I've been going in circles with this question which belongs to certainty about something. The original source of this problem is unknown. I found it in a textbook who doesn't have an author but rather a collection of riddles about combinatorics and differents problems.
The problem is as follows:
A porcelain jar is filled with a set of sphere candies. The baker made them in a peculiar condition, so that one half of the ball shaped candy has a color different from its other half. $24$ of those candies has one side colored blue (due a blueberry flavor) and the other half is colored green (due a pear flavor), $30$ has one half green and the other half red (due strawberry flavor), $28$ has one half red and the other white (due mint flavor), $40$ has one half white and other half orange (due orange flavor) and $35$ candies has one half orange and the other half blue. How many of these candies must be taken out from the jar at random and at least to affirm that $7$ candies share the same color?. (Assume that you are not allowed to have a peek inside the jar).
The alternatives given on the source are:
$\begin{array}{ll} 1.&\textrm{13}\\ 2.&\textrm{14}\\ 3.&\textrm{15}\\ 4.&\textrm{16}\\ \end{array}$
For this particular problem I'm very confused as I don't understand the phrase from the passage "to affirm that 7 candies share the same color". Does it mean should I count other colors whose one half also coincides with the first group?.

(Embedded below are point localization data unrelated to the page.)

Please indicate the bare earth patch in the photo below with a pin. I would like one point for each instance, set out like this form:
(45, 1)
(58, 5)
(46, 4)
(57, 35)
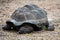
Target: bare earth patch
(52, 7)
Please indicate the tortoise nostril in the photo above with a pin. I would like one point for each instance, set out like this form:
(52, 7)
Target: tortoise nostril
(9, 23)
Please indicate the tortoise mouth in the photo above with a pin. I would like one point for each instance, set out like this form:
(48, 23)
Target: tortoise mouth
(9, 23)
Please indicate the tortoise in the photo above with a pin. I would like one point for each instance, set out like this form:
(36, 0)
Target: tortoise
(27, 19)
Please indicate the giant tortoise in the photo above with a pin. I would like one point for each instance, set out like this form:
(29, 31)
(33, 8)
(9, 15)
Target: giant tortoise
(27, 19)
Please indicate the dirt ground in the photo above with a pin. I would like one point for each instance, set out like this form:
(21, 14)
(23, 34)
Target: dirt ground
(52, 7)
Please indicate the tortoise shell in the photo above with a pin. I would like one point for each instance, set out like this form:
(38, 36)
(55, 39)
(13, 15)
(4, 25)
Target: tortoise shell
(29, 13)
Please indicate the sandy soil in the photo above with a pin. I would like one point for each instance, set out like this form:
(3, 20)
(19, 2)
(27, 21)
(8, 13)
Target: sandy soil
(52, 7)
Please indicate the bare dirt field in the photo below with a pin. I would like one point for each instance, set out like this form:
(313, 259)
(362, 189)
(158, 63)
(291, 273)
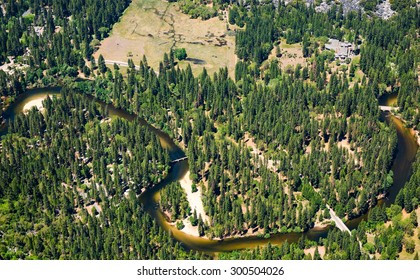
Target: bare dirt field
(153, 27)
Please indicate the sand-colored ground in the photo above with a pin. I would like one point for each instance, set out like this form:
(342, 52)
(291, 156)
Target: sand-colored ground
(292, 55)
(311, 251)
(153, 27)
(194, 199)
(34, 103)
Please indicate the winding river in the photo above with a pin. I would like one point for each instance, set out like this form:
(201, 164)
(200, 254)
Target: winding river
(407, 148)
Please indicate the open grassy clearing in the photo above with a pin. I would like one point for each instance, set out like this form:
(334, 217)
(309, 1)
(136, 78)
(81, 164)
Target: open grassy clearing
(153, 27)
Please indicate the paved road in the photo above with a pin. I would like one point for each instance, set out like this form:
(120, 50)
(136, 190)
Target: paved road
(388, 108)
(338, 222)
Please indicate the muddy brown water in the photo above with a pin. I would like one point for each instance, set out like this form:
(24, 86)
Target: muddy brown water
(406, 151)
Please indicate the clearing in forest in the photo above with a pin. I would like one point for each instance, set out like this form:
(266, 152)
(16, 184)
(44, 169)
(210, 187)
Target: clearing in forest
(153, 27)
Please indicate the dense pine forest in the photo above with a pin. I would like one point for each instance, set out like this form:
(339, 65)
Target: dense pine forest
(270, 149)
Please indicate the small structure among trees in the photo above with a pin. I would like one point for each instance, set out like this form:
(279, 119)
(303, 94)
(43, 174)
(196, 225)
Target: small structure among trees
(343, 50)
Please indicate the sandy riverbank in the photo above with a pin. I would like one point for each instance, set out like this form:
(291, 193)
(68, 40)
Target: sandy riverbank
(194, 199)
(34, 103)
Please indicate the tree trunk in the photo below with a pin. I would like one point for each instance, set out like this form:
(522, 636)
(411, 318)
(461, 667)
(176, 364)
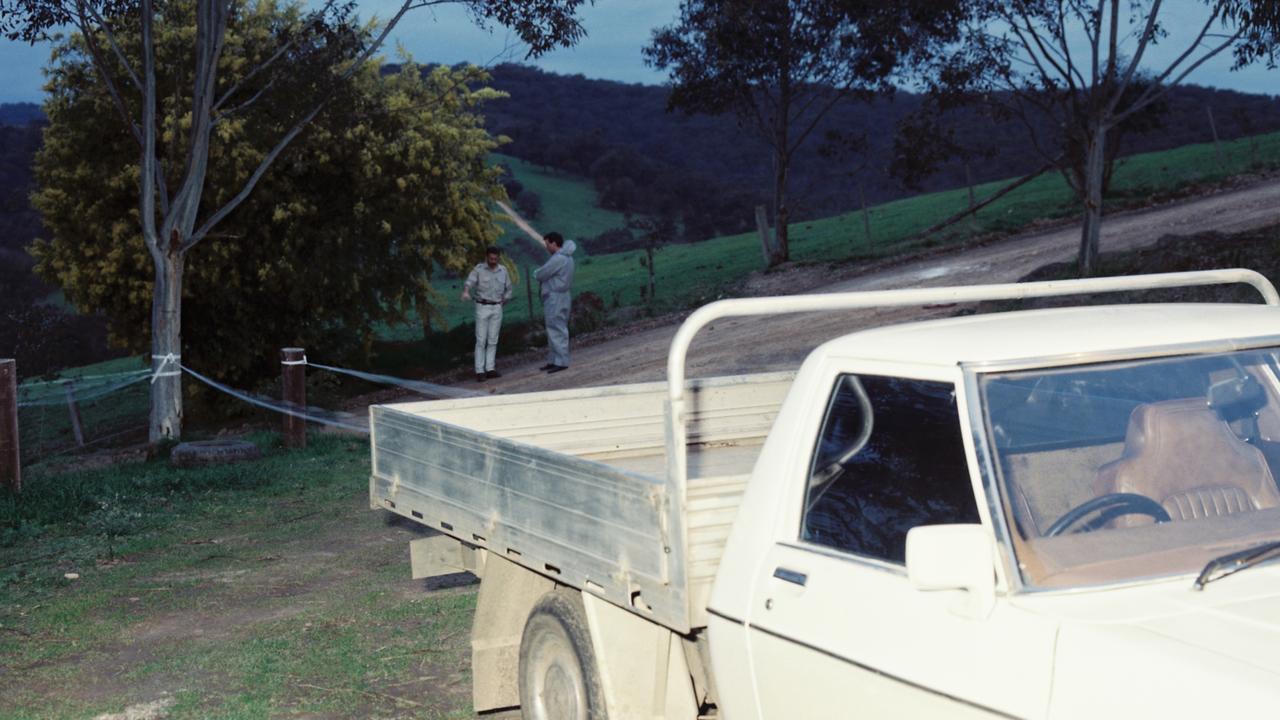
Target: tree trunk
(762, 226)
(781, 251)
(867, 217)
(653, 287)
(167, 349)
(1092, 227)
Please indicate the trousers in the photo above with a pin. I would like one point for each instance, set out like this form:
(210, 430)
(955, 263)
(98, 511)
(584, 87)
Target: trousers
(556, 308)
(488, 326)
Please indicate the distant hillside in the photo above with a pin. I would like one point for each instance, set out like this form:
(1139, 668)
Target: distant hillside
(586, 126)
(21, 114)
(19, 223)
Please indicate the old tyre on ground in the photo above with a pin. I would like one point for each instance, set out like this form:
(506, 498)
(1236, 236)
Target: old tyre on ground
(558, 677)
(213, 452)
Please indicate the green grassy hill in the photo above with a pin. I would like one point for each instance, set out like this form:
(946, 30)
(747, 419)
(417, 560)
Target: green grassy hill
(694, 273)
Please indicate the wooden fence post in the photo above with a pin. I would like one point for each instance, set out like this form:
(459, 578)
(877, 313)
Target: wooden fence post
(73, 411)
(10, 460)
(293, 382)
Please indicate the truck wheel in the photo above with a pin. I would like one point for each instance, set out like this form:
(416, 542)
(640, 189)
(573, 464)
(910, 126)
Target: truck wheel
(558, 678)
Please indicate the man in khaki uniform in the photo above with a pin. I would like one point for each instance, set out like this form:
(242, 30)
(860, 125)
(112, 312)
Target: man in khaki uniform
(490, 288)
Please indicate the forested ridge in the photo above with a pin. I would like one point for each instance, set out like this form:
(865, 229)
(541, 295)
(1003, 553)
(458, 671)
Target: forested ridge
(704, 171)
(604, 130)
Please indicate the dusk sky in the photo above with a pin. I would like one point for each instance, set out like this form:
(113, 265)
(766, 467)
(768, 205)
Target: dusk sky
(616, 32)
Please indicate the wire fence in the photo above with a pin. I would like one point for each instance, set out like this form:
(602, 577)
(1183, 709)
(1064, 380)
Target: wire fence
(68, 415)
(63, 417)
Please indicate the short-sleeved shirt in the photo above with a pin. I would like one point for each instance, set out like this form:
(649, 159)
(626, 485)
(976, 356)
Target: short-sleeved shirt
(492, 286)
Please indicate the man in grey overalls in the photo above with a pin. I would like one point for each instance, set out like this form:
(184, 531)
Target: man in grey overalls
(490, 287)
(556, 277)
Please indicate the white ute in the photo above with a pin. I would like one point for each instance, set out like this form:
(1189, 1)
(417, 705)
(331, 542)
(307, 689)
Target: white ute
(1027, 514)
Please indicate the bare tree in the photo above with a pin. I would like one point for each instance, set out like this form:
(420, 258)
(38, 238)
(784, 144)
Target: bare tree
(1084, 67)
(176, 213)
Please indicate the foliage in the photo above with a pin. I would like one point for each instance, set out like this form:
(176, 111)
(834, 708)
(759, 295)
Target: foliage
(694, 273)
(780, 65)
(305, 71)
(342, 232)
(1080, 64)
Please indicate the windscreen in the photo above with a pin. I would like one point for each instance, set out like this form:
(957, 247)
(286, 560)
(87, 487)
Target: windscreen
(1116, 472)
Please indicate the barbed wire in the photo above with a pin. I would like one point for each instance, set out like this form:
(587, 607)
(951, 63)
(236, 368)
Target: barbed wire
(421, 387)
(310, 414)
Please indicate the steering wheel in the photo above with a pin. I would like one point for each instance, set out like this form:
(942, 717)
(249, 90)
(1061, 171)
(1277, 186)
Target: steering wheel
(1111, 505)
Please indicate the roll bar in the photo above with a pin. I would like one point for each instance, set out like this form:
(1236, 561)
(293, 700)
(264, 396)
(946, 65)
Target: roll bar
(700, 318)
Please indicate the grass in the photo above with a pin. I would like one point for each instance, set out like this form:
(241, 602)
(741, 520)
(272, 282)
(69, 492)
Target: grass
(690, 274)
(269, 588)
(113, 402)
(257, 589)
(568, 203)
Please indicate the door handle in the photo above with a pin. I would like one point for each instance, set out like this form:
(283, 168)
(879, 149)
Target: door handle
(789, 575)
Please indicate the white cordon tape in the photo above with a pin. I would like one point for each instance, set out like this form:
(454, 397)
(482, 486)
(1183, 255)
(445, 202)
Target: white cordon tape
(87, 395)
(85, 378)
(315, 415)
(421, 387)
(165, 360)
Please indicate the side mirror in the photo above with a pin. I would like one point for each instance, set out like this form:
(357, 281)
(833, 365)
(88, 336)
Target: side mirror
(954, 557)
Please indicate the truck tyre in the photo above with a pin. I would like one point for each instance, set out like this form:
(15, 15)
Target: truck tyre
(558, 677)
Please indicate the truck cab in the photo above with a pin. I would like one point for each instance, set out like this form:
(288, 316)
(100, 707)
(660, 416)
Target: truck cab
(1052, 513)
(1018, 515)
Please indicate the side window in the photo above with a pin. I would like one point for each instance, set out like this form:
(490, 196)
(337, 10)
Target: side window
(890, 458)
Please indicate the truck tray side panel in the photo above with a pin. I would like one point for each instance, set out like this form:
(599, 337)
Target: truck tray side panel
(583, 523)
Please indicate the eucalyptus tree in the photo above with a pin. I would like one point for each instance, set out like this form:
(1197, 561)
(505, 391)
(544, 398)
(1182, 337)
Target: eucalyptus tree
(342, 235)
(1078, 71)
(781, 65)
(174, 212)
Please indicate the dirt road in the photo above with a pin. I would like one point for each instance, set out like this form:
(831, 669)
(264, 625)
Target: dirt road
(755, 345)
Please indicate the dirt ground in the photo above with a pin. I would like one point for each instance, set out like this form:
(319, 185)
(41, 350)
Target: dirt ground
(639, 352)
(357, 540)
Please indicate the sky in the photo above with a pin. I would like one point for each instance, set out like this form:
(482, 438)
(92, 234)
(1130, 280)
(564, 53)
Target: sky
(616, 30)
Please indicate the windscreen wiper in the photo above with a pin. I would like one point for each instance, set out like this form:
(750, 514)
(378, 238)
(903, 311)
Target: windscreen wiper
(1233, 563)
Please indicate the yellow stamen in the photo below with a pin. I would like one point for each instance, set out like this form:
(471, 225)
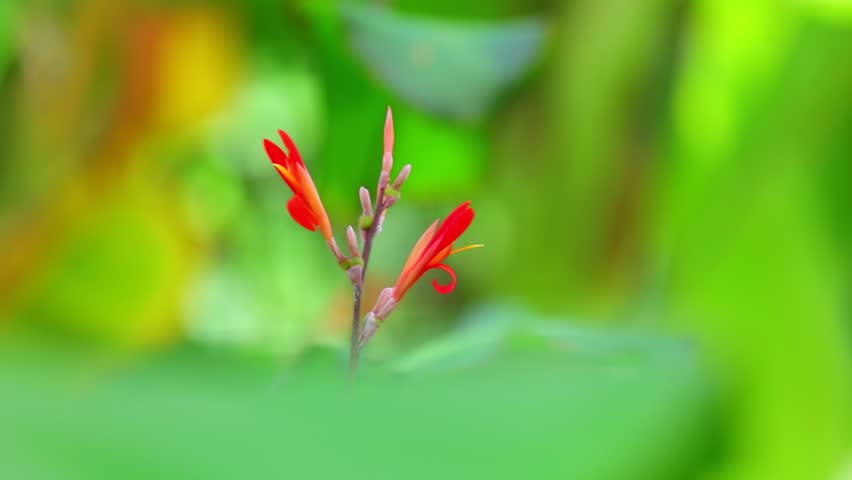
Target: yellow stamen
(289, 176)
(469, 247)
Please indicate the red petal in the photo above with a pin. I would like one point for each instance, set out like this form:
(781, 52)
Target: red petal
(295, 156)
(454, 226)
(275, 153)
(302, 213)
(445, 289)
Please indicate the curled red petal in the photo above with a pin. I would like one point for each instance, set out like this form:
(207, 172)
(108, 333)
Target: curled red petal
(302, 213)
(445, 289)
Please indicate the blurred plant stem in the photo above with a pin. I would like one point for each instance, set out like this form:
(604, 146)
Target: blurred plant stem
(369, 236)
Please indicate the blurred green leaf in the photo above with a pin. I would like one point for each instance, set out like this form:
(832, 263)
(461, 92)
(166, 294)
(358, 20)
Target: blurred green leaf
(454, 69)
(194, 413)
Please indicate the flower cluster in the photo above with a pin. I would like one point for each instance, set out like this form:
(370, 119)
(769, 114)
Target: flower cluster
(430, 252)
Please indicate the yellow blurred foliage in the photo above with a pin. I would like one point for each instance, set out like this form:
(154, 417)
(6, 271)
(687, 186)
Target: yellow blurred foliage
(198, 69)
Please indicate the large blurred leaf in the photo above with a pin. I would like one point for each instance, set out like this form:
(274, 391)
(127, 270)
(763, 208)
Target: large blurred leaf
(456, 69)
(115, 275)
(7, 19)
(201, 414)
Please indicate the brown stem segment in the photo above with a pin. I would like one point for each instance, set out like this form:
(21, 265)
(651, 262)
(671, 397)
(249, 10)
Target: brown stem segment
(369, 236)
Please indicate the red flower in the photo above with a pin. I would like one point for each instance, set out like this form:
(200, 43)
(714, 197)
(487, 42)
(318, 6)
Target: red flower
(432, 249)
(305, 207)
(429, 252)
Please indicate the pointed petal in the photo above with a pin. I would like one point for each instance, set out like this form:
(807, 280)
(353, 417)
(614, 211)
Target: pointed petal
(288, 177)
(301, 213)
(275, 153)
(312, 199)
(445, 289)
(295, 156)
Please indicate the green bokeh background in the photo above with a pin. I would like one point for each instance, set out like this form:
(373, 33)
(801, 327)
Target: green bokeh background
(663, 187)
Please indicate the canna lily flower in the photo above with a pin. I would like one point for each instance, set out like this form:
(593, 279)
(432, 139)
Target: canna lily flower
(305, 207)
(430, 252)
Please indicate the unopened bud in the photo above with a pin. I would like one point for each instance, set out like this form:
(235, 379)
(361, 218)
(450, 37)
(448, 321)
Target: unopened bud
(365, 222)
(402, 177)
(355, 274)
(366, 202)
(384, 181)
(389, 136)
(353, 241)
(370, 327)
(381, 221)
(336, 250)
(387, 162)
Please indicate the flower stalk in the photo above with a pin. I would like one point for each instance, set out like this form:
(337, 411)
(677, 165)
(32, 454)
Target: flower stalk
(431, 250)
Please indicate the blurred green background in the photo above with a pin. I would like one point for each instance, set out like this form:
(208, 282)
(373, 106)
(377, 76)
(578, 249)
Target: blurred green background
(664, 188)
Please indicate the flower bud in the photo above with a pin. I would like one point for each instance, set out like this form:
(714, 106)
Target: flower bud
(355, 274)
(366, 202)
(402, 177)
(389, 136)
(370, 327)
(353, 241)
(384, 181)
(336, 250)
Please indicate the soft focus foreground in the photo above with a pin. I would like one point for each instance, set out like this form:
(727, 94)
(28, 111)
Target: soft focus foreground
(663, 186)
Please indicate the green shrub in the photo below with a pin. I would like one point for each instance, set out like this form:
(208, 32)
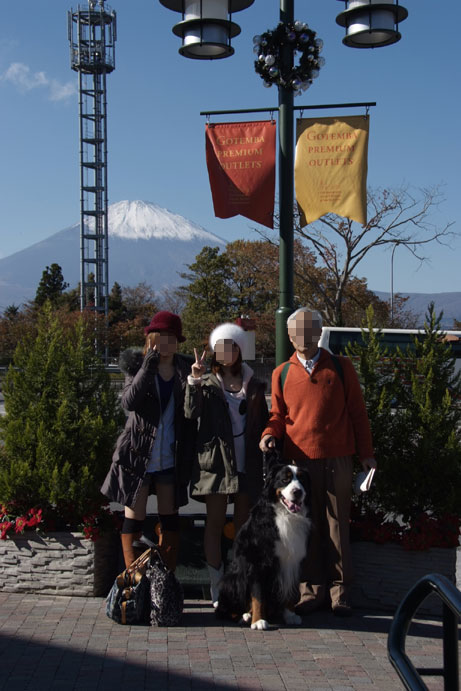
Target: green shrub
(414, 405)
(62, 419)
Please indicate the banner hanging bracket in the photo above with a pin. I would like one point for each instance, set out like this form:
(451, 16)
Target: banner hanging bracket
(366, 104)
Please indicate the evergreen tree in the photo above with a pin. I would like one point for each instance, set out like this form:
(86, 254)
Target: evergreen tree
(61, 422)
(413, 399)
(51, 286)
(209, 296)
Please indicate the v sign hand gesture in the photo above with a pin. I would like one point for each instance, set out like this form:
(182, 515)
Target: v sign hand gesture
(198, 368)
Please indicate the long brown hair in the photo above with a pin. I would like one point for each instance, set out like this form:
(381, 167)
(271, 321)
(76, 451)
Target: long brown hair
(217, 368)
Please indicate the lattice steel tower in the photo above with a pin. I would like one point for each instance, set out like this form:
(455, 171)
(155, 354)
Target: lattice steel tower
(92, 36)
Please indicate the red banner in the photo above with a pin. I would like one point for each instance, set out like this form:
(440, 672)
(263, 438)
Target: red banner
(240, 158)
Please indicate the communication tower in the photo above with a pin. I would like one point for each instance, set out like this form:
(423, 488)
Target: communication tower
(92, 35)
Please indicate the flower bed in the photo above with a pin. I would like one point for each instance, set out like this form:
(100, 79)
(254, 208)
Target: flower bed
(384, 573)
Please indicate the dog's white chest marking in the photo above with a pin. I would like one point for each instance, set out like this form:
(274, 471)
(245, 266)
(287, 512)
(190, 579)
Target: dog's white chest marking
(290, 548)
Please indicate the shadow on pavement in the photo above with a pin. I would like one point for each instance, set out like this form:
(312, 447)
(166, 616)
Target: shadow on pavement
(29, 666)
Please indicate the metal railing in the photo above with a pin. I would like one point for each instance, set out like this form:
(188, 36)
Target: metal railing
(451, 599)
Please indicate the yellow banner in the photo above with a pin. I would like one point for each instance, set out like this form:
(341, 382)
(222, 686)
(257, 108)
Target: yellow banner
(331, 167)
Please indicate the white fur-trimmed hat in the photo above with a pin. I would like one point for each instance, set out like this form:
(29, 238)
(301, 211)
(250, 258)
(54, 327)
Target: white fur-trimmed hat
(230, 331)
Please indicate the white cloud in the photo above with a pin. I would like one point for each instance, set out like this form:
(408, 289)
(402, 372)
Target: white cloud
(25, 80)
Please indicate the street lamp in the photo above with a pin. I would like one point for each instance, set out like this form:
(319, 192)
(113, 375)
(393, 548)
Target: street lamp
(368, 23)
(206, 28)
(396, 244)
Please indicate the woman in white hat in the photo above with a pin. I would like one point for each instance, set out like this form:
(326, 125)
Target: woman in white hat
(231, 409)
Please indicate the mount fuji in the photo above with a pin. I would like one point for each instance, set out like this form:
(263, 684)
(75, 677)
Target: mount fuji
(146, 243)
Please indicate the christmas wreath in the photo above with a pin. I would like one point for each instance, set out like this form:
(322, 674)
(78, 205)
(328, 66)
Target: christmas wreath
(300, 39)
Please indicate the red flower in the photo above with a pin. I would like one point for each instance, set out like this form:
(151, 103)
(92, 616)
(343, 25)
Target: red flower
(35, 518)
(21, 523)
(4, 528)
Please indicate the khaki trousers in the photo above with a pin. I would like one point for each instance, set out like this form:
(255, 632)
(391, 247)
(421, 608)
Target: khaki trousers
(327, 567)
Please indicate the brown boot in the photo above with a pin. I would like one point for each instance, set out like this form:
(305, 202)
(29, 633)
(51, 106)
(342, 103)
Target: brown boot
(130, 553)
(169, 546)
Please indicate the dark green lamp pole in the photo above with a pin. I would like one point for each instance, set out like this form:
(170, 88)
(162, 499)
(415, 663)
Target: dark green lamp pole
(206, 30)
(283, 347)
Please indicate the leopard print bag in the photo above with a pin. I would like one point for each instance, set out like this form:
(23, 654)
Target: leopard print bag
(166, 593)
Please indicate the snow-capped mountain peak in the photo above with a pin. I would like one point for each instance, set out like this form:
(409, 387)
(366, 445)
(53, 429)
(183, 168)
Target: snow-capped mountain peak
(140, 220)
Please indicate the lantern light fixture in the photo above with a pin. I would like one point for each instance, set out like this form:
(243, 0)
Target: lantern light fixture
(370, 23)
(206, 28)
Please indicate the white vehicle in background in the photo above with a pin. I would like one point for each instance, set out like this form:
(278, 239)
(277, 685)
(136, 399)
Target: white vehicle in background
(336, 339)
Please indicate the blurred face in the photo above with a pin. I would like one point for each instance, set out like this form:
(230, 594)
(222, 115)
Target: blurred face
(304, 331)
(166, 342)
(226, 352)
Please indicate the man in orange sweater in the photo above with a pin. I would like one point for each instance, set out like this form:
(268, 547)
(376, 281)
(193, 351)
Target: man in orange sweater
(319, 413)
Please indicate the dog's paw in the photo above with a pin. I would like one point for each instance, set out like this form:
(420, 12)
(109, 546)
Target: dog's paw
(291, 618)
(260, 625)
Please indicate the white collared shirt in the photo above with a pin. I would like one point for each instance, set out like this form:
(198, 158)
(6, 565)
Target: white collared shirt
(309, 364)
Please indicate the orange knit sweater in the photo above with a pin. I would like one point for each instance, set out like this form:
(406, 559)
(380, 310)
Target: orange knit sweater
(318, 416)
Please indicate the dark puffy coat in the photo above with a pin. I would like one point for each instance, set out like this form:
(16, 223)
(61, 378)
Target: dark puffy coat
(134, 446)
(214, 470)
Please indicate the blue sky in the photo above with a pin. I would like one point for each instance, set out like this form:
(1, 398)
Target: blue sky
(156, 134)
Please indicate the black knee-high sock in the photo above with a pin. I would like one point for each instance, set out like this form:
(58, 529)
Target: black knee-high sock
(131, 525)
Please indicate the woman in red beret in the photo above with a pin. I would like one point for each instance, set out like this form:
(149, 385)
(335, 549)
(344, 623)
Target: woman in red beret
(154, 452)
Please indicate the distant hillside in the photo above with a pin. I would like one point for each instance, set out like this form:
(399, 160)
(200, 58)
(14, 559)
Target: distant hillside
(146, 243)
(448, 303)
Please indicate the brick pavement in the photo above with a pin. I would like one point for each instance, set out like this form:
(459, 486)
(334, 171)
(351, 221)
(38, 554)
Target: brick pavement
(67, 643)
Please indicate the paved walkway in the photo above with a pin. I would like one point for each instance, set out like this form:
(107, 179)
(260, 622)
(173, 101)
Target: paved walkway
(63, 643)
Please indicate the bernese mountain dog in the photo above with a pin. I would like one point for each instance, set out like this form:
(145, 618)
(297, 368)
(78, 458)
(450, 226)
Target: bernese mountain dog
(262, 580)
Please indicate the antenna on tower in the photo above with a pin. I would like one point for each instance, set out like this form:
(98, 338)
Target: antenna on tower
(92, 35)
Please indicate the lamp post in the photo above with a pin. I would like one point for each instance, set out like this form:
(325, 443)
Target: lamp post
(392, 282)
(206, 32)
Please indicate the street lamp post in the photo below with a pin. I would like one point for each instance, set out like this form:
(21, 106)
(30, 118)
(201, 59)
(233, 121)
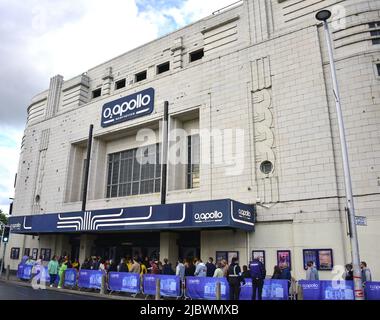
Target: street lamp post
(323, 16)
(3, 247)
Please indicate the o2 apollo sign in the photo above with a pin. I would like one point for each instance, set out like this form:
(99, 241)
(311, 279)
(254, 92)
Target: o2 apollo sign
(215, 216)
(131, 107)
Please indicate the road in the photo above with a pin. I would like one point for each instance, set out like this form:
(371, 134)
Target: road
(11, 291)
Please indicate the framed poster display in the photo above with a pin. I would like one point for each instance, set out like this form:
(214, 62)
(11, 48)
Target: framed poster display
(322, 258)
(260, 255)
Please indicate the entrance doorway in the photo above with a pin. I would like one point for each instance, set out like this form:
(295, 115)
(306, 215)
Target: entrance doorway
(189, 244)
(75, 247)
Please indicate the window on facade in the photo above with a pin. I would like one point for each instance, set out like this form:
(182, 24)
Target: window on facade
(193, 154)
(196, 55)
(134, 172)
(163, 67)
(96, 93)
(375, 33)
(120, 84)
(140, 76)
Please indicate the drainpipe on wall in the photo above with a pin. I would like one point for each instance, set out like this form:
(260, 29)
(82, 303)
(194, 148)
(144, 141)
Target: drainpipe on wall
(85, 187)
(164, 156)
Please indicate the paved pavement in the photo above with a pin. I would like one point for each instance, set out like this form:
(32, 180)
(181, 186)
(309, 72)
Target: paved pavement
(14, 291)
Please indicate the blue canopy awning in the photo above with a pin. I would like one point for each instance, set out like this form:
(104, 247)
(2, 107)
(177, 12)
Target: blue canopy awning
(192, 215)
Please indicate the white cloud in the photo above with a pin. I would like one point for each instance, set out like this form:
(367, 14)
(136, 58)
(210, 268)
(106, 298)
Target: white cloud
(41, 38)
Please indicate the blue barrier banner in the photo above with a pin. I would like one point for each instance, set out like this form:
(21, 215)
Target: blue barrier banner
(170, 285)
(24, 271)
(90, 279)
(372, 290)
(327, 290)
(312, 290)
(70, 278)
(124, 282)
(272, 290)
(205, 288)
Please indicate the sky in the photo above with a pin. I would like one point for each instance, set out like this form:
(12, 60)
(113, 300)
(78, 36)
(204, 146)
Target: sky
(42, 38)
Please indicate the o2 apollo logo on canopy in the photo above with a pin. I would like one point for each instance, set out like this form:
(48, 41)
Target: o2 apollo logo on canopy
(215, 216)
(128, 108)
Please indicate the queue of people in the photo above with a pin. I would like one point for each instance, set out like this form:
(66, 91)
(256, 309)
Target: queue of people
(190, 267)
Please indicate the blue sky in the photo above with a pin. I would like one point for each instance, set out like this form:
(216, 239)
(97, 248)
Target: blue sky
(42, 38)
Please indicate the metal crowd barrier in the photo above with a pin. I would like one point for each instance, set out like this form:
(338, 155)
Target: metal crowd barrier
(204, 288)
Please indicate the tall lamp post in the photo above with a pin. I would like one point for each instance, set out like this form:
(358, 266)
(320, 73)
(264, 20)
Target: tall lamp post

Before to explain what I tried to do to solve this problem I must say that I'm aware that in such kinds of situation when there is some uncertainty about something the procedure is to assume the most difficult to happen scenario or event and from then on rulling out possibilities until we can assure that our next pick will guarantee what we need.
But in different examples I have seen and are well documented they do show this for objects which share entirely one color or shape. But what to do if they have split colors?
Should I understand that they ask to match the identical ones or match the objects (the candies in this case) which have the same set of colors i.e red and white, with ones which one side red and other which have the other have white, but may have its opposing side with a different color?. Can somebody clarify this for me?
In my attempt to solve this problem what I tried to do was this:
Since they ask for $7$ candies, then the hardest possibly to happen scenario might be:
$\textrm{6 white and orange} +\\ \textrm{6 green and red} + \\ \textrm{1 of any of the remaining group}\\ \textrm{(could be blue and green or red and white or orange and blue)}$
But this is kind confusing shall I count the other half as color to meet the asked condition for 7 candies sharing the same color?.
I hope somebody can help me with this riddle. Supposedly the answer is $16$ but I don't know how to get there. But more importantly how to justify it?.